[Chronique] Gesaffelstein – Gamma

De l’enfance me reviennent parfois des souvenirs confus, quelques poèmes et films absorbés de ci de là, ou des amorces de pensées balbutiantes. A mesure que je les absorbais, ces références ont fondu en moi pour constituer un vaste réseau de valeurs qui, si je suis incapable aujourd’hui de les énumérer, ont fini par constituer ce qu’on appellera, faute de mieux et au risque de s’abaisser à de la psychologie de cuisine, un subconscient. 

Quelle ne fut pas ma surprise à l’écoute du dernier album de Gesaffelstein qu’émerge de mon subconscient une fable de La Fontaine de mon enfance : La montagne qui accouche d’une souris. C’est là le meilleur résumé que l’on puisse proposer d’un album qui s’annonçait dantesque.

Le grand retour de Gesaffelstein avec un troisième opus était attendu depuis pas moins de cinq ans ; son précédent album ayant alors paru en mars 2019. La diffusion de la pochette de l’album sur les écrans de Time Square constituait alors une campagne de communication à la hauteur de l’attente des fans, et on espérait un album exceptionnel. Il n’en est rien. 

 

A l’aube des années 2010, Gesaffelstein s’était affirmé comme la relève de la French Touch quelques années après l’émergence de Justice, qui avaient tenu ce titre honorifique hérité des Daft Punk au milieu des années 2000. Outre ce statut de leader d’un genre musical en constante évolution, Gesaffelstein partage avec le groupe Versaillais un goût prononcé pour le grimage, -eux casqués, lui couvert de vantablack de circonstance-, ainsi que des featurings avec des sommités du monde de la pop, The Weeknd et Pharrell Williams en tête. Ceci étant, il est une différence notoire : s’ils ont l’un et l’autre émergé du monde fermé des clubs pour s’ouvrir à ceux, bien plus porteurs, de la pop et de l’éléctro mainstream, les modus operandi des deux artistes divergent grandement. En effet, les Daft Punk proposent une musique guillerette et syncopée construite sur des samples disco des années 1970 et 80, là où Gesaffelstein, à l’inverse, sculpte le son au moyen de synthés stridents et de rythmes agressifs et écrasants. 

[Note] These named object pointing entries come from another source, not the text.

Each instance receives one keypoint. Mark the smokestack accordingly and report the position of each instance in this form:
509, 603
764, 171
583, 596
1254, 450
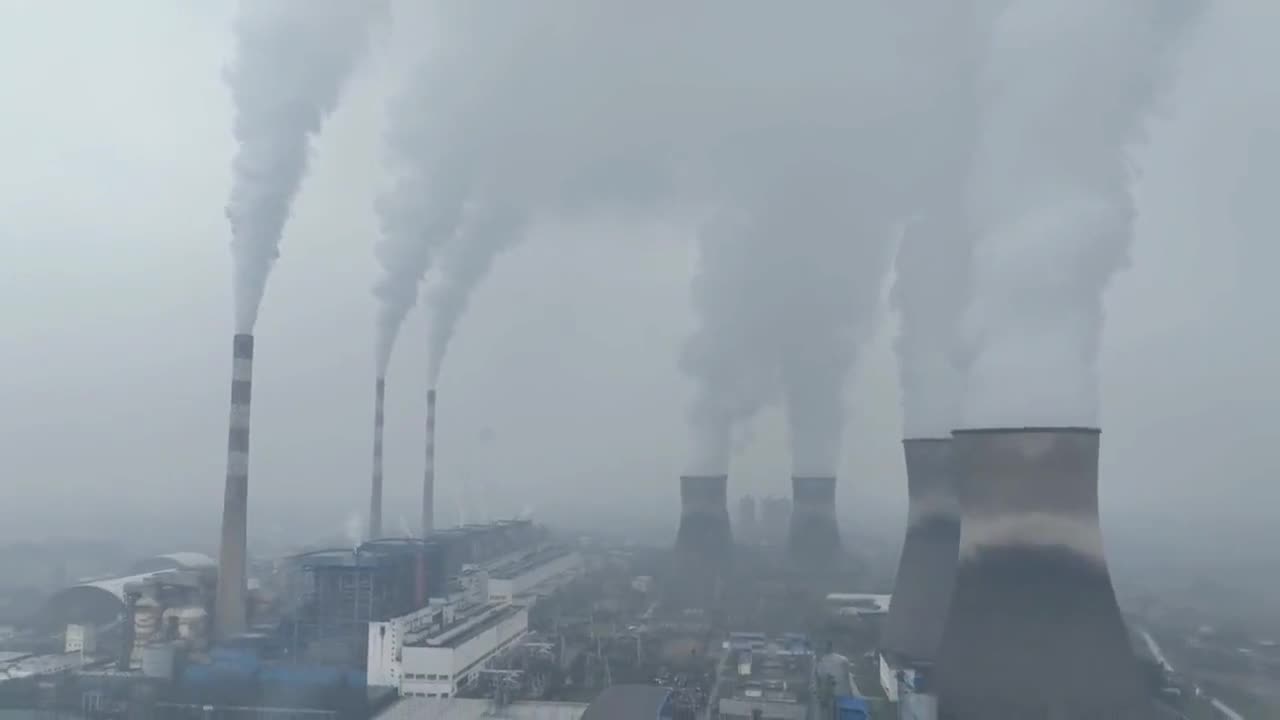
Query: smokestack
813, 537
375, 493
429, 474
926, 570
229, 611
1033, 628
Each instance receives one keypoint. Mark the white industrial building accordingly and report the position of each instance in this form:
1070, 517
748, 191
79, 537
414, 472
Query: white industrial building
522, 579
442, 647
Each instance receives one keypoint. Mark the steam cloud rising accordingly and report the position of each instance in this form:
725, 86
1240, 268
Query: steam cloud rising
1065, 90
935, 249
487, 232
423, 205
292, 59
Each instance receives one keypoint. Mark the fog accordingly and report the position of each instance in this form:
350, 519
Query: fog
563, 393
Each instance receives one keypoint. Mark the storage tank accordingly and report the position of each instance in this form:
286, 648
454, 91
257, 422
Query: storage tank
159, 661
192, 625
146, 621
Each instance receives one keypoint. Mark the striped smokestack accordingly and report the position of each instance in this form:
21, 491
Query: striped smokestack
429, 473
926, 570
229, 604
813, 536
375, 495
1033, 629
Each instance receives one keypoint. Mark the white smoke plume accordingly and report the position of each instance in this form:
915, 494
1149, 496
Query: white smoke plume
429, 181
1065, 91
789, 295
292, 60
488, 231
931, 287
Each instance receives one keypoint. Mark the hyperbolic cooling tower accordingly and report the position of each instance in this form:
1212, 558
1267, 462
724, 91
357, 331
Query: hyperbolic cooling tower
926, 570
813, 536
429, 473
232, 582
1033, 630
704, 533
375, 492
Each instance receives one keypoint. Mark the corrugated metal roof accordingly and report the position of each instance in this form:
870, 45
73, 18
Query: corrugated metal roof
629, 702
457, 709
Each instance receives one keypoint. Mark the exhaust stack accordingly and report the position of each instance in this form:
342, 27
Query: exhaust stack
1033, 629
813, 536
926, 570
229, 611
429, 474
375, 495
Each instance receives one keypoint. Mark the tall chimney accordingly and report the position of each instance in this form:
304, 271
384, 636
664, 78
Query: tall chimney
926, 570
429, 474
229, 613
813, 536
375, 493
1033, 629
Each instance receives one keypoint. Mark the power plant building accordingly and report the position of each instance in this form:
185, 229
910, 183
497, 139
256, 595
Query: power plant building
1033, 629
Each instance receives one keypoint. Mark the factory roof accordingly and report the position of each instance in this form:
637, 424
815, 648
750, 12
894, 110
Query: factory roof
860, 604
521, 565
460, 709
629, 702
467, 627
174, 561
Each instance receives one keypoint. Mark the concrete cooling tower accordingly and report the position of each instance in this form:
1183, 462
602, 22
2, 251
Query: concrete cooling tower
1033, 630
704, 531
229, 611
926, 570
813, 536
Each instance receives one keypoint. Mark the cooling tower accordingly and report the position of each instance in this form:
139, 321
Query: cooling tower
926, 570
375, 491
813, 536
429, 473
1033, 630
232, 583
704, 532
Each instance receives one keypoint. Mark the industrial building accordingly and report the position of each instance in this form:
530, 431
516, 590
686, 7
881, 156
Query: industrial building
1033, 628
540, 573
766, 678
440, 648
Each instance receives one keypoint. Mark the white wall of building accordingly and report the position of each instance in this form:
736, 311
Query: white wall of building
507, 589
402, 656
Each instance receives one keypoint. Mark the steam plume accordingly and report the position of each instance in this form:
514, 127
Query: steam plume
488, 232
935, 247
1065, 87
423, 204
292, 59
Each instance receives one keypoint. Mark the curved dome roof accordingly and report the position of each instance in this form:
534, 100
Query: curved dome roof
174, 561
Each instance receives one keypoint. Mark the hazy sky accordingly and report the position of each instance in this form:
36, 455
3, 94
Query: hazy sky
562, 392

Son album de 2019, Hyperion, s’affirmait, se confirmait, comme l’œuvre d’un artiste fasciné par la noirceur, délivrant une musique électronique acerbe, nourrie de violence, d’amertume et de mélancolie. On y trouvait tout à la fois des tubes pop très efficaces, bien que chargés de spleen, comme de longues plages en proie à un désespoir rongeant. C’est cette ambivalence constante, cette approche oxymorique à la musique éléctro et dance qui font, ou faisaient, de Gesaffelstein un artiste à part et tout à fait dominant sur la scène Française.  

 

 

Mais voilà : pareilles au Colosse de Rhodes, les figures les plus illustres finissent parfois par s’effondrer – et il semble que l’heure de Gesaffelstein soit arrivée. Dire que ce troisième opus est décevant serait un euphémisme. 

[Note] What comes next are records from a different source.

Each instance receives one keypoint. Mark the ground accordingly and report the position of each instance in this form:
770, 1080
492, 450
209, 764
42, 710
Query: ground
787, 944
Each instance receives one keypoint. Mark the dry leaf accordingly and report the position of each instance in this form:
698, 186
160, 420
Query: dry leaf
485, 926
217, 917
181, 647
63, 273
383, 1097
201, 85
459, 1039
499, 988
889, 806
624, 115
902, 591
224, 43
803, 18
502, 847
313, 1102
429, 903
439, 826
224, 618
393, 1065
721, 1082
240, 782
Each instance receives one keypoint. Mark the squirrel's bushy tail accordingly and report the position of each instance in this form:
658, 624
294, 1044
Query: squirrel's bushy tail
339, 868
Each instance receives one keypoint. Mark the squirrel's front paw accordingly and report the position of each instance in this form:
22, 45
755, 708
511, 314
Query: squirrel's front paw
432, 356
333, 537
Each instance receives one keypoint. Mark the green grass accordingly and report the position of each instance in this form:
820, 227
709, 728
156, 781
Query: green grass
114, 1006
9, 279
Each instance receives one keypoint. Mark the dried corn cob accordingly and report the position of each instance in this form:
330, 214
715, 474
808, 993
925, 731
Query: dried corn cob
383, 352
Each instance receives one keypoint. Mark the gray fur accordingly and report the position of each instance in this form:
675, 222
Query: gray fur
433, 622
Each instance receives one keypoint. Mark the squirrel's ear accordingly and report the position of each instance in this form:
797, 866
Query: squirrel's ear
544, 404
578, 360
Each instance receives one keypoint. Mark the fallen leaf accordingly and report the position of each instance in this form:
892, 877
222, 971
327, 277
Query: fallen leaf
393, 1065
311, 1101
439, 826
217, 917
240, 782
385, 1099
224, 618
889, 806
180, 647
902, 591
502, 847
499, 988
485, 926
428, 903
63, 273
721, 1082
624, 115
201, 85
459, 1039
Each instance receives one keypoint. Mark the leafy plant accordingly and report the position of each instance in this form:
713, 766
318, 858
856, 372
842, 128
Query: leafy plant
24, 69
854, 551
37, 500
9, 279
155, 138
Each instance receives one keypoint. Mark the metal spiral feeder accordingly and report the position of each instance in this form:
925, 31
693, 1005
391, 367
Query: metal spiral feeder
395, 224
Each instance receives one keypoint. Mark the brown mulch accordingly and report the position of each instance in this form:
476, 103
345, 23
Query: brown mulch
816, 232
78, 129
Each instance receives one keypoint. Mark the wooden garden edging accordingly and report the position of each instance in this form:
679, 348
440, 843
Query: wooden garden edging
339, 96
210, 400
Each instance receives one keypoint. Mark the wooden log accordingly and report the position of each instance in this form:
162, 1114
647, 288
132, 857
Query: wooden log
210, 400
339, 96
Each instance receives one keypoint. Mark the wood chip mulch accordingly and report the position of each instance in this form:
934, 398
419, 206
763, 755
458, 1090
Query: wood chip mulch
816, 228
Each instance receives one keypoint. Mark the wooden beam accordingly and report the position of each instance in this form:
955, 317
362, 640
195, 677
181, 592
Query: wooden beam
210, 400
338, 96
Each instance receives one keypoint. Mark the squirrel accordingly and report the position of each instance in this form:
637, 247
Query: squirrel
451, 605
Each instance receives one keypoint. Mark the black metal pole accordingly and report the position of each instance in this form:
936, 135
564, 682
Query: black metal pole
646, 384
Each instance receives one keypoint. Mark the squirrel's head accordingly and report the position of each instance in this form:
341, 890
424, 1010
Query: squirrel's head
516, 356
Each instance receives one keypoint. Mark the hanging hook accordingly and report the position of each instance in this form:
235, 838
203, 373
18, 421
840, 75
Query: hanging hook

Une observation préliminaire s’impose : avec tout juste 27 minutes, l’album est très court. Certes, on a trop souvent déploré la durée des albums tentaculaires des années 1990-2000, l’arrivée du CD permettant alors aux projets de devenir titanesques, au point même de devenir des fourre-tout impossibles à digérer pour l’auditeur. Depuis le retour au vinyle et ses 40 minutes moyennes ce temps sombre est révolu ; mais il n’en demeure pas moins qu’un album de 27 minutes est extrêmement court et décevant pour un artiste majeur s’étant fait attendre pas moins de cinq ans. 

Une fois le casque sur les oreilles, une fois l’album (trop facilement) digéré, on se réjouit cependant que le massacre n’ait pas duré plus longtemps. 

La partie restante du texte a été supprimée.